En outre, au sens où celui qui agit
injustement est injuste seulement et n'est pas d'une perversité
totale, il n'est pas possible de commettre une injustice envers
soi-même (c'est là un cas distinct du précédent, parce que, en
ce sens du terme, l'homme injuste est pervers de la même façon
que le lâche, et non pas comme possédant la perversité totale, de
sorte que son action injuste ne manifeste pas non plus une perversité
totale). En effet, si cela était possible, la même chose pourrait
en même temps être enlevée et être ajoutée à la même chose, ce
qui est impossible, le juste et l'injuste se réalisant
nécessairement toujours en plus d'une personne En outre, une
action injuste est non seulement à la fois volontaire et le résultat
d'un libre choix, mais elle est encore quelque chose d'antérieur
(car l'homme qui, parce qu'il a été éprouvé lui-même, rend
mal pour mal, n'est pas regardé comme agissant injustement);
or quand on commet une injustice envers soi-même, on est pour les
mêmes choses passif et actif, et cela en même temps. De plus, ce
serait admettre qu'on peut subir volontairement l'injustice.
Ajoutons à cela qu'on n'agit jamais injustement sans accomplir
des actes particuliers d'injustice; or on ne peut jamais
commettre d'adultère avec sa propre femme, ni pénétrer par
effraction dans sa propre maison, ni voler ce qui est à soi.
D'une manière générale, la
question de savoir si on peut agir injustement envers soi-même se
résout à la lumière de la distinction que nous avons posée au
sujet de la possibilité de subir volontairement l'injustice.
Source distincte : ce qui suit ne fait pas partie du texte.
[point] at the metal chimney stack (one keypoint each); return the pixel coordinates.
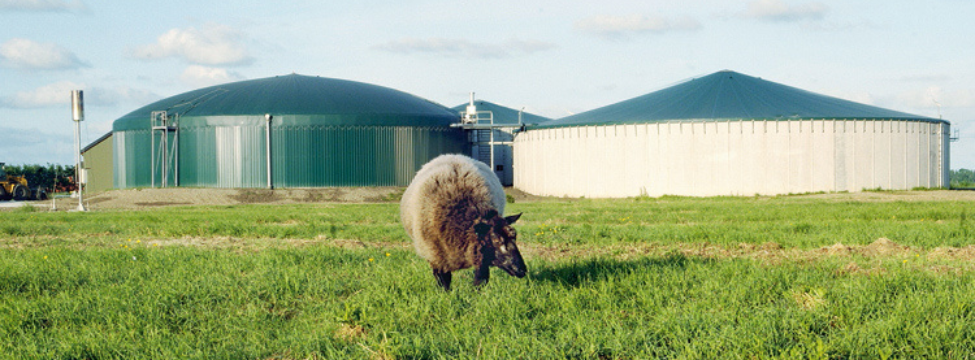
(78, 115)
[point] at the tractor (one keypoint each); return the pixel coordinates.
(16, 188)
Il est manifeste aussi que les deux
choses sont également mauvaises, à savoir subir une injustice et
commettre une injustice, puisque, dans le premier cas, on a moins,
et, dans le second, plus que la juste moyenne laquelle joue ici le
rôle du sain en médecine 30 et du bon étai corporel en
gymnastique. Mais cependant le pire des deux, c'est commettre
l'injustice, car commettre l'injustice s'accompagne de vice et
provoque notre désapprobation, − vice qui, au surplus, est d'une
espèce achevée et atteint l'absolu ou presque (presque, car une
action injuste commise volontairement ne s'accompagne pas toujours
de vice) tandis que subir l'injustice est indépendant de vice et
d'injustice: chez la victime. Ainsi, en soi, subir
l'injustice est un mal moins grand, quoique par accident rien
n'empêche [1138b] que ce ne soit un plus grand mal. Mais l'art
se désintéresse de l'accident: il déclare qu'une
pleurésie est une maladie plus grave qu'une foulure;
cependant dans certains cas une foulure peut devenir accidentellement
plus grave qu'une pleurésie, si par exemple la foulure provoque
une chute qui vous fait tomber aux mains de l'ennemi ou cause votre
mort.
Par extension de sens et simple
similitude, il y a justice, non pas entre un homme et lui-même, mais
entre certaines parties de lui-même: ce n'est pas d'ailleurs
n'importe quelle justice, mais cette justice qui existe entre
maître et esclave, ou entre mari et femme En effet, dans les
discussions sur ces questions, on a établi une distinction entre la
partie rationnelle de l'âme et sa partie irrationnelle; et
dès lors c'est en fixant son attention sur ces diverses parties
qu'on pense ordinairement qu'il existe une injustice envers
soi-même, parce que ces parties peuvent être affectées dans un
sens contraire à leurs tendances respectives. Ainsi, il peut y avoir
aussi entre elles une certaine forme de justice analogue à celle qui
existe entre gouvernant et gouverné.